Re: [Haskell-cafe] bytestring vs. uvector

2009-03-10 Thread Xiao-Yong Jin

Don Stewart  writes:

>> instance UA UserDefinedDataType
>> 
>> I'm not sure how to do that.  Can you give me some
>> clarification?
>
> Yes, you can do that. This is the case for most of the new array
> libraries.

It goes beyond my current knowledge, now.  How do you define
a custom data type as an instance of UA or Storable?

Xiao-Yong
-- 
c/*__o/*
<\ * (__
*/\  <
___
Haskell-Cafe mailing list
Haskell-Cafe@haskell.org
http://www.haskell.org/mailman/listinfo/haskell-cafe

Re: [Haskell-cafe] bytestring vs. uvector

2009-03-10 Thread Don Stewart

xj2106:
> Don Stewart  writes:
> 
> > And what is Storable limited to?
> >
> > Ultimately they're all limited to the primops for reading and writing,
> > and to what types we can encode in those. So:
> >
> > primop ReadOffAddrOp_Char "readCharOffAddr#" GenPrimOp
> > ...
> > {-
> > instance Storable Double
> > instance Storable Bool
> > instance Storable Char
> > instance Storable Int
> > instance Storable Float
> > ...
> > -}
> >
> > {-
> >
> > instance UA ()
> > instance (UA a, UA b) => UA (a :*: b)
> > instance UA Bool
> > instance UA Char
> > instance UA Int
> > instance UA Float
> > instance UA Double
> > ...
> > -}
> >
> > So what's a type that's Storable, but not writable in UA (or UArray or ..)
> 
> So it's me who understand it wrong.  If I want some high
> performance array with elements of custom data type, I'm
> stuck with Array, anyway?
> 
> Is it possible to make
> 
> instance UA UserDefinedDataType
> 
> I'm not sure how to do that.  Can you give me some
> clarification?

Yes, you can do that. This is the case for most of the new array
libraries.

-- Don
___
Haskell-Cafe mailing list
Haskell-Cafe@haskell.org
http://www.haskell.org/mailman/listinfo/haskell-cafe

Re: [Haskell-cafe] bytestring vs. uvector

2009-03-10 Thread Don Stewart

bulat.ziganshin:
> Hello Don,
> 
> Tuesday, March 10, 2009, 11:01:31 PM, you wrote:
> 
> >> if uavector use ghc's built-in unboxed array operations (as
> >> Data.Array.Unboxed does) then it's necessarily bounded to types
> >> supported by those operations
> 
> > And what is Storable limited to?
> 
> > Ultimately they're all limited to the primops for reading and writing,
> 
> the full story:
> 
> ghc up to 6.6 has slow access to ForeignArrays, as you may recall
> 
> therefore, those primitives was added. ByteArra# plus those primitives
> was the only way to have unboxed arrays with fast access
> 
> starting with 6.6, ForeignArray access is no-op, so we can just use
> obvious Ptr operations (via Storable class) to get unboxed arrays fast
> access. so, no more need for those special ByteArray# access operations
> 
> but Array library still old, so any effort based on its spources, got
> the same restrictions
> 
> also, ByteArray# may be unpinned, but afaik, this isn't really
> important - it can be coerced to Ptr for the period of one operation


Right, so my point stands: there's no difference now. If you can write a
Storable instance, you can write a UA et al instance.

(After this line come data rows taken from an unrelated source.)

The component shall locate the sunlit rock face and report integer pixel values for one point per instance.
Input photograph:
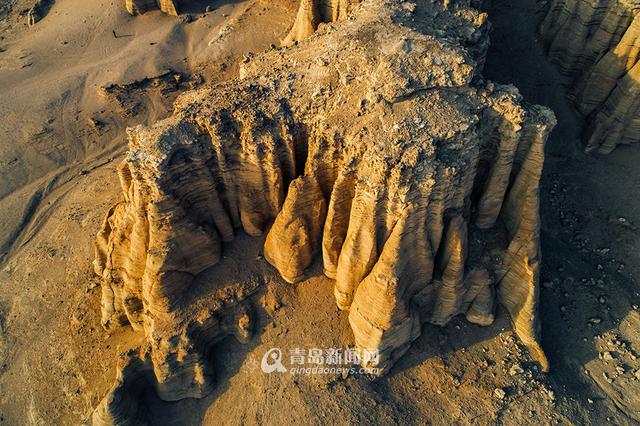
(597, 45)
(374, 145)
(171, 7)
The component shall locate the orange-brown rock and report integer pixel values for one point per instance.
(375, 142)
(170, 7)
(312, 13)
(597, 45)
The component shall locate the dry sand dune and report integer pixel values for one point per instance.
(71, 85)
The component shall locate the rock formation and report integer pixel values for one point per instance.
(597, 44)
(312, 13)
(377, 144)
(38, 11)
(170, 7)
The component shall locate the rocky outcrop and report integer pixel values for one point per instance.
(375, 143)
(597, 44)
(312, 13)
(38, 11)
(170, 7)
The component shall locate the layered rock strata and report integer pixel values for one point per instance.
(374, 145)
(312, 13)
(597, 45)
(170, 7)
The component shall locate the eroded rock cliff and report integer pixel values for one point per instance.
(375, 145)
(171, 7)
(597, 45)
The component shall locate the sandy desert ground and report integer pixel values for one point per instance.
(73, 83)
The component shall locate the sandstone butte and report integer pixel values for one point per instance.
(597, 46)
(372, 142)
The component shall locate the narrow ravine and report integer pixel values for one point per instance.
(589, 207)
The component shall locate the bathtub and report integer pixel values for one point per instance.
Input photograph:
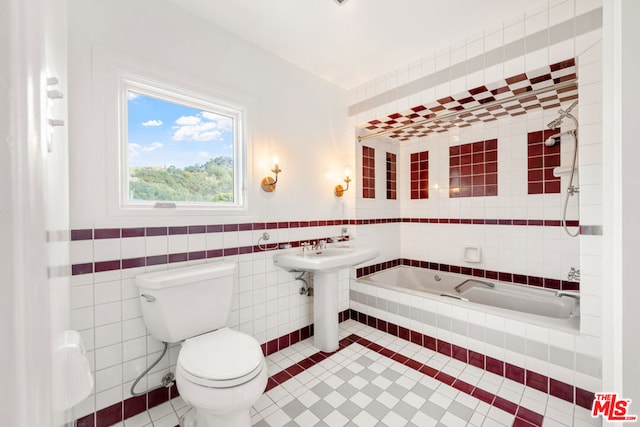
(516, 301)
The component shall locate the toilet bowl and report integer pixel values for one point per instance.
(220, 372)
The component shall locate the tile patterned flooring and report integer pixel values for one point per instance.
(363, 385)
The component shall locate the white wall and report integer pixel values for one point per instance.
(621, 208)
(292, 112)
(33, 213)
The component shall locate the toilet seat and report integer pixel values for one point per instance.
(220, 359)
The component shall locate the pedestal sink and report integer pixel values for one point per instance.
(325, 264)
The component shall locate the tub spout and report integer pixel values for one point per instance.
(471, 281)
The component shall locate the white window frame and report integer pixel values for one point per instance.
(171, 93)
(110, 69)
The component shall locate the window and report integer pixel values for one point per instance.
(179, 149)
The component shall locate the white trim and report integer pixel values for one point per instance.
(114, 71)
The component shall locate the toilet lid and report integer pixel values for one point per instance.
(219, 357)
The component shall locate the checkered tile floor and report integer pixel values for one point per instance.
(358, 386)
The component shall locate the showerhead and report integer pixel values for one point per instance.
(554, 139)
(555, 124)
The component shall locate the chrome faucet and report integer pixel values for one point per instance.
(321, 244)
(574, 275)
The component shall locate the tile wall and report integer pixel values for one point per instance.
(442, 226)
(106, 311)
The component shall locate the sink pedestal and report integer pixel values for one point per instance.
(325, 310)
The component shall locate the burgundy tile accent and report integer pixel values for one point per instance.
(157, 397)
(537, 381)
(197, 229)
(217, 228)
(476, 359)
(133, 263)
(521, 83)
(156, 231)
(77, 269)
(495, 366)
(214, 253)
(109, 415)
(85, 234)
(392, 192)
(181, 257)
(133, 232)
(106, 266)
(197, 255)
(230, 227)
(157, 260)
(514, 373)
(368, 172)
(541, 162)
(530, 416)
(419, 178)
(473, 172)
(178, 230)
(86, 421)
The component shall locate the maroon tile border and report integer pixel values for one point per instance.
(535, 281)
(520, 412)
(520, 375)
(105, 233)
(134, 405)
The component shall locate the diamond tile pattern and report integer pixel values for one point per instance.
(560, 72)
(375, 380)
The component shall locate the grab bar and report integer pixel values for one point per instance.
(489, 284)
(454, 297)
(568, 294)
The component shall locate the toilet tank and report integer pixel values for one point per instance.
(184, 302)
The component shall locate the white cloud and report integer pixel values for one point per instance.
(224, 123)
(152, 123)
(153, 146)
(188, 120)
(193, 128)
(134, 149)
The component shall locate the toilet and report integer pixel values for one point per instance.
(220, 372)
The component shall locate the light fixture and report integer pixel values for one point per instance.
(339, 189)
(269, 184)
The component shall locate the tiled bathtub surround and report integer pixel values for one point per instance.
(508, 347)
(539, 282)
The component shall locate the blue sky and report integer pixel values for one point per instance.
(161, 133)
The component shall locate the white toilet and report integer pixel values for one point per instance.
(220, 372)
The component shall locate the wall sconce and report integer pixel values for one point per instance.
(339, 189)
(269, 184)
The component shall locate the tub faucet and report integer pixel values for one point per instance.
(574, 275)
(322, 244)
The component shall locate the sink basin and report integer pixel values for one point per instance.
(323, 260)
(324, 264)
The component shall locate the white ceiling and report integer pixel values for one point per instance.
(360, 40)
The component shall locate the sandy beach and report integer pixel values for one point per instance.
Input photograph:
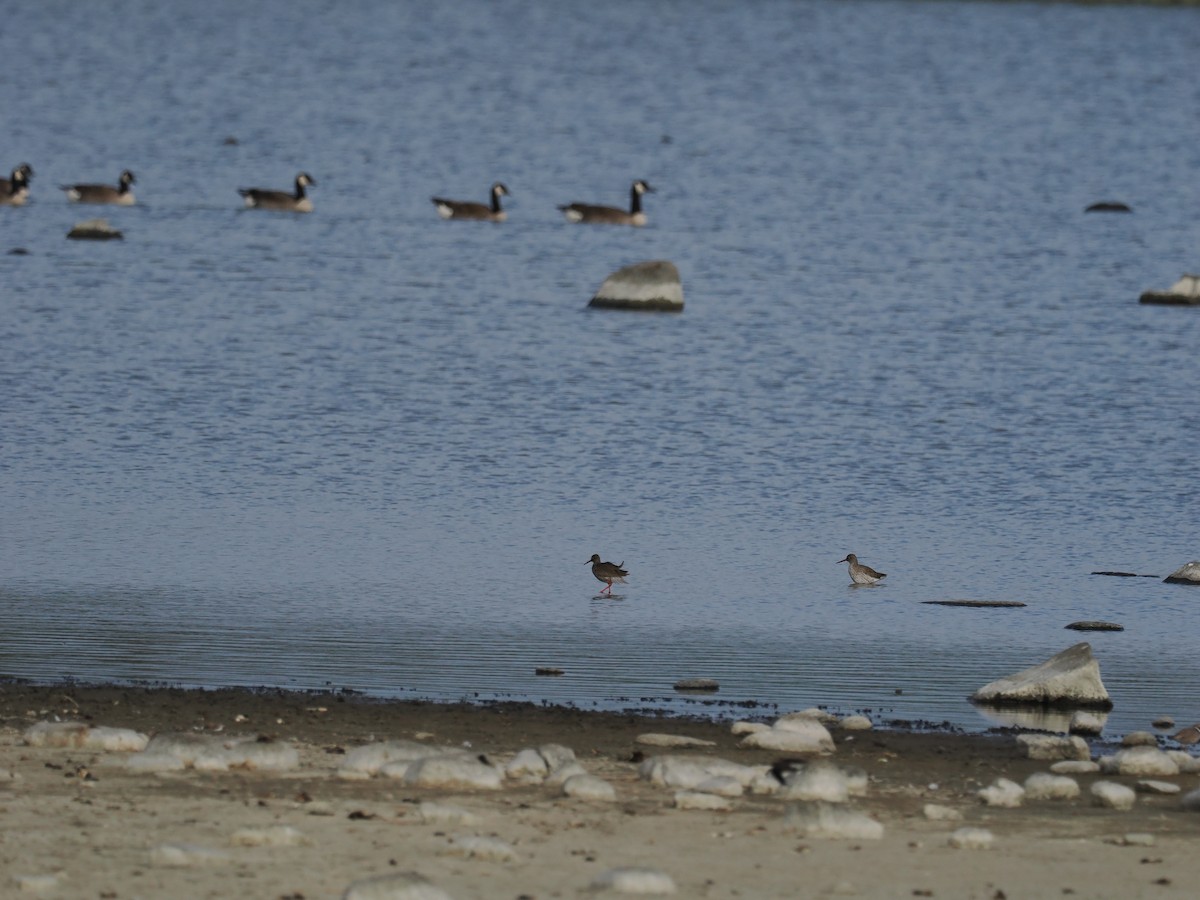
(82, 822)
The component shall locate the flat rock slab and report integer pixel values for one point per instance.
(1071, 678)
(977, 604)
(1095, 627)
(653, 286)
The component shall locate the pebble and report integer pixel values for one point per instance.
(396, 886)
(972, 839)
(936, 813)
(635, 881)
(1042, 786)
(823, 820)
(655, 739)
(589, 787)
(697, 799)
(1113, 796)
(1002, 792)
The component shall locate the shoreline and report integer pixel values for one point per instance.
(81, 823)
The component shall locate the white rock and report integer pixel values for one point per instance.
(1074, 767)
(268, 837)
(1002, 792)
(1150, 786)
(1042, 786)
(817, 781)
(937, 813)
(1139, 761)
(1051, 747)
(796, 736)
(490, 849)
(186, 855)
(1111, 795)
(1069, 677)
(447, 814)
(822, 820)
(396, 886)
(697, 799)
(972, 839)
(635, 881)
(589, 787)
(527, 766)
(1086, 724)
(1139, 738)
(856, 723)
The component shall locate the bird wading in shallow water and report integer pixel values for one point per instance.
(609, 573)
(862, 574)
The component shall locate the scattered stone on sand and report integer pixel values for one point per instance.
(1075, 767)
(697, 684)
(816, 781)
(1188, 574)
(589, 787)
(792, 735)
(702, 801)
(1002, 792)
(1053, 747)
(1068, 678)
(186, 855)
(825, 820)
(268, 837)
(652, 286)
(1042, 786)
(1189, 735)
(635, 881)
(1151, 786)
(1095, 625)
(972, 839)
(657, 739)
(978, 604)
(94, 229)
(84, 737)
(447, 814)
(1083, 723)
(395, 886)
(489, 849)
(937, 813)
(856, 723)
(1139, 761)
(1139, 738)
(1113, 796)
(453, 772)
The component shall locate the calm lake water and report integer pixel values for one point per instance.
(371, 449)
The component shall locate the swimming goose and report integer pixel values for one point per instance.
(295, 202)
(472, 210)
(607, 573)
(611, 215)
(121, 195)
(862, 574)
(15, 191)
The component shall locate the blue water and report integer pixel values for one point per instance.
(367, 448)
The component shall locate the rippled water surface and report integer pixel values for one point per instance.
(367, 448)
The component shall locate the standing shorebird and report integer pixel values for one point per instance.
(607, 573)
(862, 574)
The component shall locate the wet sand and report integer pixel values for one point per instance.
(77, 823)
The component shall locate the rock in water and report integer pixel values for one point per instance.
(1188, 574)
(1071, 678)
(653, 286)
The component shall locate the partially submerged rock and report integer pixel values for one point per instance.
(653, 286)
(1069, 678)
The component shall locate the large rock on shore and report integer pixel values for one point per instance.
(1071, 678)
(653, 286)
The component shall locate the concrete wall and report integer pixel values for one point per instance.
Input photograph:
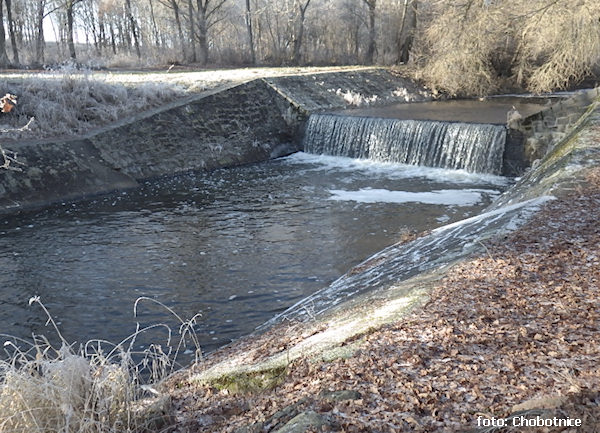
(543, 130)
(241, 124)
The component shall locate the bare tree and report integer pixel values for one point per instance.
(4, 62)
(248, 19)
(11, 31)
(134, 28)
(406, 33)
(372, 46)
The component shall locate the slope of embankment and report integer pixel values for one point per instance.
(233, 124)
(510, 329)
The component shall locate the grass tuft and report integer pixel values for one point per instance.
(97, 388)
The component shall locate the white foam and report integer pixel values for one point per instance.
(446, 197)
(392, 170)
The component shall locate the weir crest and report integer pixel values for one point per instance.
(472, 147)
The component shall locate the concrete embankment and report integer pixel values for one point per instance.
(389, 284)
(243, 123)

And GHC 6.6 was released what, 11 October 2006? So this has been the
case for a long time.

-- Don
___
Haskell-Cafe mailing list
Haskell-Cafe@haskell.org
http://www.haskell.org/mailman/listinfo/haskell-cafe

Re: [Haskell-cafe] bytestring vs. uvector

2009-03-10 Thread Xiao-Yong Jin

Don Stewart  writes:

> And what is Storable limited to?
>
> Ultimately they're all limited to the primops for reading and writing,
> and to what types we can encode in those. So:
>
> primop ReadOffAddrOp_Char "readCharOffAddr#" GenPrimOp
> ...
> {-
> instance Storable Double
> instance Storable Bool
> instance Storable Char
> instance Storable Int
> instance Storable Float
> ...
> -}
>
> {-
>
> instance UA ()
> instance (UA a, UA b) => UA (a :*: b)
> instance UA Bool
> instance UA Char
> instance UA Int
> instance UA Float
> instance UA Double
> ...
> -}
>
> So what's a type that's Storable, but not writable in UA (or UArray or ..)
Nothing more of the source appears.